Le festival Francofaune est un OVNI à bien des égards. Programmation exclusivement en français, découvertes de pépites, concerts parsemés dans différents lieux.
Et cette année regorge de bijoux dont l’intriguant et énigmatique groupe Bertier.

Ouvrant la scène de l’Atelier 210 pour les Dalton Telegramme venus présenter leur dernier opus, Bertier se produisait pour la première fois dans la foulée de la sortie de leur premier disque « Dandy » dont nous avions déjà pensé le plus grand bien.

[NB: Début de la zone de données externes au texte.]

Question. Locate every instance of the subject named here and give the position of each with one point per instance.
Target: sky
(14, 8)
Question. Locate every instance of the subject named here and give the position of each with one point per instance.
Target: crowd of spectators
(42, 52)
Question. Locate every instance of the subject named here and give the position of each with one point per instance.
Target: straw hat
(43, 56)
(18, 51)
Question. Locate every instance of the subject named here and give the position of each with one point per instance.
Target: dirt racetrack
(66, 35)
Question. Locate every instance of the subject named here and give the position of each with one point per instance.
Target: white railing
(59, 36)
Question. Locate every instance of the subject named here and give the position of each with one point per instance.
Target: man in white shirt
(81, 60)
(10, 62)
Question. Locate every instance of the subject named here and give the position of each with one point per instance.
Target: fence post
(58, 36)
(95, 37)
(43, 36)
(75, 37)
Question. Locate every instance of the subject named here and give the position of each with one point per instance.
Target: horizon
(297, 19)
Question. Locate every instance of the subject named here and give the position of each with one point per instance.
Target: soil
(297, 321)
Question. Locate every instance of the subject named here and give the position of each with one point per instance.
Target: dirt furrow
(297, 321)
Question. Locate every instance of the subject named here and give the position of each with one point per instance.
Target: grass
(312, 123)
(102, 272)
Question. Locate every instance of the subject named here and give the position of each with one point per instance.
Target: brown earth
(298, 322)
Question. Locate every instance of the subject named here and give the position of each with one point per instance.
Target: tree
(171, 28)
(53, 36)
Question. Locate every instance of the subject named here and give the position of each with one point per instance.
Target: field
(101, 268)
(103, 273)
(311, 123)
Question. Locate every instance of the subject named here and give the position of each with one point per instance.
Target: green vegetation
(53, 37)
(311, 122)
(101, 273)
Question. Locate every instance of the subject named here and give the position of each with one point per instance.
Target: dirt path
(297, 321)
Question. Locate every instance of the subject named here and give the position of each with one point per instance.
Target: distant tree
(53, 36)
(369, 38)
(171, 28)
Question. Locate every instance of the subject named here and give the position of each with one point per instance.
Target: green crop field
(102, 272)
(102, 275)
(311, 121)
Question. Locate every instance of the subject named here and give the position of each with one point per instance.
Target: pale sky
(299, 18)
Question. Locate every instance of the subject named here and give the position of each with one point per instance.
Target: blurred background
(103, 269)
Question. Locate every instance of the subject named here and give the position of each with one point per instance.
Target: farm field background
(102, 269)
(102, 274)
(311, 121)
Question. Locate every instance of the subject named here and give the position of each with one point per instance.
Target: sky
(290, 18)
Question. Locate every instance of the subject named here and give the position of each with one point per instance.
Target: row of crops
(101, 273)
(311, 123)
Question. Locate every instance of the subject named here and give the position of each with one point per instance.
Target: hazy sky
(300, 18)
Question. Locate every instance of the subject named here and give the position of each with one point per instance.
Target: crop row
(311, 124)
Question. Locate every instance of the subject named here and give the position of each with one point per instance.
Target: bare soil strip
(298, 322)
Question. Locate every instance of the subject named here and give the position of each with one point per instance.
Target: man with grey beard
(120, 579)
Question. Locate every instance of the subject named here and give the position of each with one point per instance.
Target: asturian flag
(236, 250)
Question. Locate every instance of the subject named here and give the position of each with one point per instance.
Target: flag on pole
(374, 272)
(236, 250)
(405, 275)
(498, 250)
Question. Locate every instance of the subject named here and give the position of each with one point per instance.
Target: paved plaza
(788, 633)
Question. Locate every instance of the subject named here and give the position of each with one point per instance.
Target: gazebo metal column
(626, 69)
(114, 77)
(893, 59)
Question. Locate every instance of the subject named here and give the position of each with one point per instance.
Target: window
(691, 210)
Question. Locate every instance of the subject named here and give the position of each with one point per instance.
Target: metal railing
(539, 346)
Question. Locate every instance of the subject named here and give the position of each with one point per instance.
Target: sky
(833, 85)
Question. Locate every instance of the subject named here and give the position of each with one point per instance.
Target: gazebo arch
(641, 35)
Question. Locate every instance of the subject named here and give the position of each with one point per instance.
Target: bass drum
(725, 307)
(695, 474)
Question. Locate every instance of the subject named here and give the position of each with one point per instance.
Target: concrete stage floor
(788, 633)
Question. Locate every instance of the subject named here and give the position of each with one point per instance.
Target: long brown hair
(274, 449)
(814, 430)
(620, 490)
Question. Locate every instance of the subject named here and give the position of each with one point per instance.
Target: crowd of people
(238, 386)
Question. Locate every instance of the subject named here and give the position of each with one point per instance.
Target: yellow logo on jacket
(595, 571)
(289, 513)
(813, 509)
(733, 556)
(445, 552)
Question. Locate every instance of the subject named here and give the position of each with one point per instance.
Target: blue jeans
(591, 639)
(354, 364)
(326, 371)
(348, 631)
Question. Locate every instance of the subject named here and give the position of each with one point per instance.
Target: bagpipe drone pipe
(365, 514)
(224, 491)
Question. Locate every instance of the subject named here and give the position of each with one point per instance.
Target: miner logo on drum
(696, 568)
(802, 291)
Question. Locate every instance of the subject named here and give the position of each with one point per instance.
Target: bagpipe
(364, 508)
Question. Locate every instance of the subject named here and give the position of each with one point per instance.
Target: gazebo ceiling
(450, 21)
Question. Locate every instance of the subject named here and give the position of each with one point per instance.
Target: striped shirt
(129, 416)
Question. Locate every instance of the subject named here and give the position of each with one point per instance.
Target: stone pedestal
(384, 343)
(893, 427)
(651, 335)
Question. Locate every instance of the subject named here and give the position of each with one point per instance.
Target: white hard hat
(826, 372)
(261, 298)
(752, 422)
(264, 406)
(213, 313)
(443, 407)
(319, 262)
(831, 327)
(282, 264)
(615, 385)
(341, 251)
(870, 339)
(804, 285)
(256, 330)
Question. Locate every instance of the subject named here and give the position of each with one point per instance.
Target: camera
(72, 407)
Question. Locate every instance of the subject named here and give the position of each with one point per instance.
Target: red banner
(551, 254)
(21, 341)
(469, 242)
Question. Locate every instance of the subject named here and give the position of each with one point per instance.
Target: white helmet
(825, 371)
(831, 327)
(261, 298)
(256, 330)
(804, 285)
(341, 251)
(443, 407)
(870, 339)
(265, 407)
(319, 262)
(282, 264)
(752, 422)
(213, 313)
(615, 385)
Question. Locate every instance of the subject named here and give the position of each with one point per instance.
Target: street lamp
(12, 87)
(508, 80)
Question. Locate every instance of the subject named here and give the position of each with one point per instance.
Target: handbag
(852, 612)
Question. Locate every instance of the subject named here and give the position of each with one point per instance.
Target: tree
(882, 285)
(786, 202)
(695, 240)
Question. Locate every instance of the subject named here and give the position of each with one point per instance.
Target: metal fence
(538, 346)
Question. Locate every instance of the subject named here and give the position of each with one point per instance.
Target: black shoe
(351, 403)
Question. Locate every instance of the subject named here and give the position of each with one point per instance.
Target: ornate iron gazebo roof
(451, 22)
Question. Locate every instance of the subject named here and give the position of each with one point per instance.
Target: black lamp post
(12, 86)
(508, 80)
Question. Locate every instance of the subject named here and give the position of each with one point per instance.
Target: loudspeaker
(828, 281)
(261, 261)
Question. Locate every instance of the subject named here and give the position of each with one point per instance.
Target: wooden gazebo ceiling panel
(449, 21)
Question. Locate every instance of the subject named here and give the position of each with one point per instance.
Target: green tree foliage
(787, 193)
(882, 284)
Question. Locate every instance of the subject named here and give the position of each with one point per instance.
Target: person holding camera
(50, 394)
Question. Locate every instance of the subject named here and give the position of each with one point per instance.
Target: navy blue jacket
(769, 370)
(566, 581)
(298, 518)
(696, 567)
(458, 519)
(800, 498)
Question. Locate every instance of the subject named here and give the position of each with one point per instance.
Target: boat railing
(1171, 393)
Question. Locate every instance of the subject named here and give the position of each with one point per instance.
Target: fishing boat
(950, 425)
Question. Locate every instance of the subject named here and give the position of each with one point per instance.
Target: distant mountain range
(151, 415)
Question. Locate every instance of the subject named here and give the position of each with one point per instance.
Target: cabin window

Collectif plus que groupe, Bertier a cette faculté incroyable d’emmener le spectateur dans son univers aux influences à la fois claires et impalpables.

Enveloppés de lumières en clair-obscur, Bertier puise dans les racines de la chanson française pour raconter l’histoire onirique de ce dandy flottant en apesanteur dans une atmosphère où underground et sirènes se côtoient sans complexe.

C’est un véritable voyage initiatique que le public a pu vivre lors de cette première scène. Avec une classe inouïe reflétant une certaine forme d’épicurisme et une facilité qui laisse supposer de longues heures de répétition, le collectif enchaîne les morceaux avec une finesse et une élégance rarement vue.

Entre Christophe et Gainsbourg, l’ambiance se veut sensuelle et bousculante.

Sans tomber dans l’hermétisme d’une musique pourtant sans concession, Bertier se balade au rythme des instruments en s’appuyant sur la voix profonde de son chanteur et la surprise de celle de sa chanteuse.

Les instruments voyagent de musicien en musicien, tous plus impressionnants les uns que les autres. Il serait indécent de ne pas épingler la présence de l’incontournable Yan Péchin, dieu vivant de la guitare ayant accompagné les plus grands de Bashung à Thieffaine. Mais au-delà de cette personnalité, c’est une osmose sans faille que le groupe dégage. Une cohérence rare.

Plus d’une demi-heure de ravissement avec ce nouveau venu sur la scène belge qui risque fort de faire parler de lui. A suivre sans hésitation.